The Difference Between Scientific Progress and Better Software

The year was 2005. Moneyball was a book, not a movie. In a dorm in New Jersey, two college classmates conspired to wager upon baseball games. One of the two completed a PhD in quantum physics, fell in love with a Brazilian woman in California, and roamed the South American countryside for years before embarking on a career at AE in BCI research. The other ate a few hoagies and landed on Wall St. in 2008. But I digress.
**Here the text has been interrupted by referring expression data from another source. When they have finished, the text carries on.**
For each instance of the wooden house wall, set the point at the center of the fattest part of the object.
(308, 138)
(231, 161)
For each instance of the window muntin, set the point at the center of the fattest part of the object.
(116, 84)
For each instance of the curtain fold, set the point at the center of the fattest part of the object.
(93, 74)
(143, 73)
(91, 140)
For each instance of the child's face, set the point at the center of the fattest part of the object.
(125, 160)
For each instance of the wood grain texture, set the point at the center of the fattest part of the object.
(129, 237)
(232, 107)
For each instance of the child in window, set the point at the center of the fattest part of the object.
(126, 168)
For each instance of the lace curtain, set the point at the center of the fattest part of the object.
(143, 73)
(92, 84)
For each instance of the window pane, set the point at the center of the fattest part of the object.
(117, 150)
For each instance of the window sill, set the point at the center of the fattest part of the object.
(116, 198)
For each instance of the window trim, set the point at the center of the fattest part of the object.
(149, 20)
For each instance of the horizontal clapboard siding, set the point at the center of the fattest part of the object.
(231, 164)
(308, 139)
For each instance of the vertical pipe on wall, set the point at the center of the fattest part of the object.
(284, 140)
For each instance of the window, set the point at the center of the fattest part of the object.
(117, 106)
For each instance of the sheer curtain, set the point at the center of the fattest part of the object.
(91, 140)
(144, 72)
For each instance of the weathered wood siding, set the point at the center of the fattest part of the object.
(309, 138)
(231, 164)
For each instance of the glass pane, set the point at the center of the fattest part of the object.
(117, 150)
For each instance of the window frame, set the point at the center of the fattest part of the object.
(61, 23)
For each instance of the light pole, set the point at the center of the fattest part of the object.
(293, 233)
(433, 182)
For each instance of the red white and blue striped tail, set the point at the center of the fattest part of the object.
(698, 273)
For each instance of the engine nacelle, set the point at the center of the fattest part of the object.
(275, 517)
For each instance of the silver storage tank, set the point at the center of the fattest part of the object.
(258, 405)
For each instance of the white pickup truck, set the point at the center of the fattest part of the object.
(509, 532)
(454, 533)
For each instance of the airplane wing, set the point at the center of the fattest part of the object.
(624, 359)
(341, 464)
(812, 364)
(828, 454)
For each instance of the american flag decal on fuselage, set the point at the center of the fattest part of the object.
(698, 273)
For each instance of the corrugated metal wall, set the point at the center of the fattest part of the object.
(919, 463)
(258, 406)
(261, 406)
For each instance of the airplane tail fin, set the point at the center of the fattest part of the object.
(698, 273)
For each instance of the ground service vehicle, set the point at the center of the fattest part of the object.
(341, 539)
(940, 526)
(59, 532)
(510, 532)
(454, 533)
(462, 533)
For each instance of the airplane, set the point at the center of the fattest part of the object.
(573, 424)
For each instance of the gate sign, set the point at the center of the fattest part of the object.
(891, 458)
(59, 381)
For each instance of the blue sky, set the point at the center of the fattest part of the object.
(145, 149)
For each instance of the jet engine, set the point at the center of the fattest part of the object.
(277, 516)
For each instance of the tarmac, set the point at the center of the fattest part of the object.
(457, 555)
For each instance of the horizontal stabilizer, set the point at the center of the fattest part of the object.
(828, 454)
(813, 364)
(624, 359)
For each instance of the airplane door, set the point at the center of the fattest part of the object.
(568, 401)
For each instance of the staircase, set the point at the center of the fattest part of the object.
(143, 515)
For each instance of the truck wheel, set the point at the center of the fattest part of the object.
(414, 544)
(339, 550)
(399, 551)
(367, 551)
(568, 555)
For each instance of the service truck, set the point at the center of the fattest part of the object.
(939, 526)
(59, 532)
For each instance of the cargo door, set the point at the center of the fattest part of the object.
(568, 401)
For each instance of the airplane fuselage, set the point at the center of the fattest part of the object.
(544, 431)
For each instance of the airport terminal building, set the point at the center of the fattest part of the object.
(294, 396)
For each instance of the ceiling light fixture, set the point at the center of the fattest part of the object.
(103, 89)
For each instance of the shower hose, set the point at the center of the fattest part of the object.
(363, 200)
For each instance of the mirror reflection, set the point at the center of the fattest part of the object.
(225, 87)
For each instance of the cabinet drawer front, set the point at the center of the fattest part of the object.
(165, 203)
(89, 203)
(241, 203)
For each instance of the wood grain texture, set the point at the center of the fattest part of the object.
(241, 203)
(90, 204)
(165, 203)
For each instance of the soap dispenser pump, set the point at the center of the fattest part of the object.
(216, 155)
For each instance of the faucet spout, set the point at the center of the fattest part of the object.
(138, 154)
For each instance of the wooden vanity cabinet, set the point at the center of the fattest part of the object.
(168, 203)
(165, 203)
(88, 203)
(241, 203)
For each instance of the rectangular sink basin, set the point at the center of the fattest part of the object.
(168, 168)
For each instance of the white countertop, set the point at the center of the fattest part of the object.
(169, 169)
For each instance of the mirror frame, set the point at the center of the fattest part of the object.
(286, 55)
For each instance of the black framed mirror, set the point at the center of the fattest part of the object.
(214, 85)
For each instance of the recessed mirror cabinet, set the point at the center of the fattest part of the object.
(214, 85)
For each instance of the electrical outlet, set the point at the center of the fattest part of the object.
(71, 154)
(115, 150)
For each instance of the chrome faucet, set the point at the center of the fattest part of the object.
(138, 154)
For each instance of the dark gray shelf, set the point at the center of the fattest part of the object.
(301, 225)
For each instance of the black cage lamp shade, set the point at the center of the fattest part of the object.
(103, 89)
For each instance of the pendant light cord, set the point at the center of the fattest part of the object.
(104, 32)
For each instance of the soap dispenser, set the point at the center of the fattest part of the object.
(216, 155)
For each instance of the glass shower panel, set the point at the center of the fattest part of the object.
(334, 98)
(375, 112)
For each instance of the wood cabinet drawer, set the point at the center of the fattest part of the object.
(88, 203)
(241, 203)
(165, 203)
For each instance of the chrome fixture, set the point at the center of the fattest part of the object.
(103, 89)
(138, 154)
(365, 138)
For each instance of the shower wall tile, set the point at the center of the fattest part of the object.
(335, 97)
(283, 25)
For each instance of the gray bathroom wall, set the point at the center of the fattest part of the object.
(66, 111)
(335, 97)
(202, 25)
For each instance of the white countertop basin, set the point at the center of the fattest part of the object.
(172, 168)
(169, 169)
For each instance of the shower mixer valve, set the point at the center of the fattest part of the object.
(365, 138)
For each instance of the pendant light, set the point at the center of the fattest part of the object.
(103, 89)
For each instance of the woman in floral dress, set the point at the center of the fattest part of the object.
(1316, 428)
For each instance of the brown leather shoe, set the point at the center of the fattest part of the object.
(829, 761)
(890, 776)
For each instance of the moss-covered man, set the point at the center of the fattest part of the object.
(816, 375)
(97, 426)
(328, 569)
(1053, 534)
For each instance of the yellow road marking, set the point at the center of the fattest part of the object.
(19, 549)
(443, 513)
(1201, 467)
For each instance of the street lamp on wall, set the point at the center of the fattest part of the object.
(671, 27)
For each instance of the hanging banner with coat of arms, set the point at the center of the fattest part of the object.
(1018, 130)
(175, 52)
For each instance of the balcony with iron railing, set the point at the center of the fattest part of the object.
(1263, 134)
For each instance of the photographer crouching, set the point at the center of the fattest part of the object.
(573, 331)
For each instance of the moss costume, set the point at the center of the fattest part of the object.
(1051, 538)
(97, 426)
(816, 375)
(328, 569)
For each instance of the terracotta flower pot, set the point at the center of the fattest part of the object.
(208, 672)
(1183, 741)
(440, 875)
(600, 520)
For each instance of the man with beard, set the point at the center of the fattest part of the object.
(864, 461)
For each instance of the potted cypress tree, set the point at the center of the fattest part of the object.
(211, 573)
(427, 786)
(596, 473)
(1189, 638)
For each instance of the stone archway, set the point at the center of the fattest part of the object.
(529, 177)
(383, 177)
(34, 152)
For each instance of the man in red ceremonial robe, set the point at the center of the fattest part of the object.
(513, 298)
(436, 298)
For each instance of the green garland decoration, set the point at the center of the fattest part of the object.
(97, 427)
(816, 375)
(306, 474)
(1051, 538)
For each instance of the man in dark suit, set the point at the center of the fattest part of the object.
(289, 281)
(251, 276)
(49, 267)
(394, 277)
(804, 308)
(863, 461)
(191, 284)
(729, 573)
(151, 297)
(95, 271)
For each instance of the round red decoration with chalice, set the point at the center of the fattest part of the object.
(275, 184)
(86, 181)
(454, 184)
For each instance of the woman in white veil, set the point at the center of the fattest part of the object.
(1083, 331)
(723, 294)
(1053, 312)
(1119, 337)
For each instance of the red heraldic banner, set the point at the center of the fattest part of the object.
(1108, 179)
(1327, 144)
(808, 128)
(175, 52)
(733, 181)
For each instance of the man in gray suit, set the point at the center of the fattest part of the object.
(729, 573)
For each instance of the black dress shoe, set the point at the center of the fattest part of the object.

Predicting the outcomes of baseball games required a combination of domain knowledge and technical competency. In an age before ubiquitous GPUs, most computation occurred on a laptop. In an age before ready-made Python libraries for deep learning, the choice of algorithm greatly impacted the complexity of the problem. Informed, parsimonious definitions of parameters and architecture required significant a priori knowledge of what drives outcomes on the diamond.

Turns out a childhood spent watching ESPN every morning and perusing a massive, physical tome that was the baseball encyclopedia was not entirely wasteful.

Modernity

Technology has advanced at an exponential pace, especially in the field of machine learning. Now, Keras, TensorFlow, PyTorch, and countless other libraries allow the composition of complex neural networks in short order. Amazon’s elastic cloud service offers near unlimited computational power for costs that even a pizza-and-beer-consuming collegian can manage.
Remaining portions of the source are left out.